Bryan Dowdell, Andrew Lepp, Brian H. Yim, and Jacob E. Barkley

Literature and governing agencies refer to gamers who partake in esports as “esports athletes,” and research suggests that exercise may be a beneficial component of esports training. Yet esports athletes are stereotyped similarly to casual gamers, for example, sedentary and not physically active. The purpose of this research was to compare physical activity and sedentary behavior between esports athletes on a team or club and casual gamers. Data were collected via an online survey (N = 532 total; n = 172 women). The survey assessed physical activity behaviors (i.e., International Physical Activity Questionnaire), time spent playing games, and esports affiliation.

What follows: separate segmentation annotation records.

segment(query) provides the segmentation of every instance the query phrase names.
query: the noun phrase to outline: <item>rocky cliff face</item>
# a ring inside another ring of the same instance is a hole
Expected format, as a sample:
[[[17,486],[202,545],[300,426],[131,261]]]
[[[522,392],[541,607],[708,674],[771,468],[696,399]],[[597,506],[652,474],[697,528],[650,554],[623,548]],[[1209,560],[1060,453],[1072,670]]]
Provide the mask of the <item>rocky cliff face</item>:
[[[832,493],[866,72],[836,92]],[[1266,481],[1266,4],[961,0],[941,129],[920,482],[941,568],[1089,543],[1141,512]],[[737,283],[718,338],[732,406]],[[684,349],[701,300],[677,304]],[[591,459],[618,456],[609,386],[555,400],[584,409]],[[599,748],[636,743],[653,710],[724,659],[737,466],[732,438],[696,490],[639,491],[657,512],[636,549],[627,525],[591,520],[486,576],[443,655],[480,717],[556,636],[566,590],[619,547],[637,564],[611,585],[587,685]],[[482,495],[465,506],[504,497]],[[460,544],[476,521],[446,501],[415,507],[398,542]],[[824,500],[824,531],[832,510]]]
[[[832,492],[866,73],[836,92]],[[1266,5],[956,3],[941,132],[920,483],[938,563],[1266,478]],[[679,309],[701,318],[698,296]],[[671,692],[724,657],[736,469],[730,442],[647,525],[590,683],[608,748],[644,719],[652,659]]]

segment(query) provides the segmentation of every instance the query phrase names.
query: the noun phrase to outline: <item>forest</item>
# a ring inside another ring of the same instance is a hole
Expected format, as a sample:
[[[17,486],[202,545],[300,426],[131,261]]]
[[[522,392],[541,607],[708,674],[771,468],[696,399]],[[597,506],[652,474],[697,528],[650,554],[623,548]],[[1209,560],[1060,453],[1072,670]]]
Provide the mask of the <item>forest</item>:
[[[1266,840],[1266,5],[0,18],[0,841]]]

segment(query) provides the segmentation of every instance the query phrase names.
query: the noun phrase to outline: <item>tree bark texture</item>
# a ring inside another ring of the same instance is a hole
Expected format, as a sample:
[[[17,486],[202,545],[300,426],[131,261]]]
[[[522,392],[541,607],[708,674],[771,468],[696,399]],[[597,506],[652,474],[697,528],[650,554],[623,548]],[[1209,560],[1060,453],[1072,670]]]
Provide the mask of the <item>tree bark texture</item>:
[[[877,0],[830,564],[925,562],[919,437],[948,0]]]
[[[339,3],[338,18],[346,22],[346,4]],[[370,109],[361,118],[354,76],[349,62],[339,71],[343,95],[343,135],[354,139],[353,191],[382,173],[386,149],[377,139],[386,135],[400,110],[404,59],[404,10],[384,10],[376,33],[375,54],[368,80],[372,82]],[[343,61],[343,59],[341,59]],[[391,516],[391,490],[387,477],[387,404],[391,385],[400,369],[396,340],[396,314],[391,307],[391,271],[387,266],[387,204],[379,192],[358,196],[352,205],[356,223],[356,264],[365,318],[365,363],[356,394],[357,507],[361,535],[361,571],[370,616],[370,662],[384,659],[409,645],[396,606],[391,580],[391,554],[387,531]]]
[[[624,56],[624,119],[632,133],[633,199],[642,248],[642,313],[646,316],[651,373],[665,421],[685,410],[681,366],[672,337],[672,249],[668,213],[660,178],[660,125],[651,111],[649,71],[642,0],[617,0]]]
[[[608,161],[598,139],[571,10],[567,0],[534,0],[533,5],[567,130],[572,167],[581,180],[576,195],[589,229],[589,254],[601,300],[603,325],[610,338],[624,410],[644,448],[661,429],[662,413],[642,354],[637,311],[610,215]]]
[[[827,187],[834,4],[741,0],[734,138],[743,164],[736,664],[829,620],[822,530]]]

Independent samples t tests and analysis of variance were used for comparisons. Esports athletes on a team or club reported significantly more (F = 67.99, p < .001) physical activity (5,706 ± 4,558 metabolic equivalent min/week) compared to casual gamers (2,738 ± 2,792 metabolic equivalent min/week). There was a significant interaction between the effects of gender and group (F = 5.680, p = .018) on vigorous physical activity. Esports athletes on a team or club also reported significantly less (F = 77.436, p < .001) sedentary behavior compared to casual gamers. There was no reported difference in time spent playing video games between groups (t = 1.416, p = .157). In conclusion, esports athletes on a team or club were more physically active and less sedentary than their casual counterparts.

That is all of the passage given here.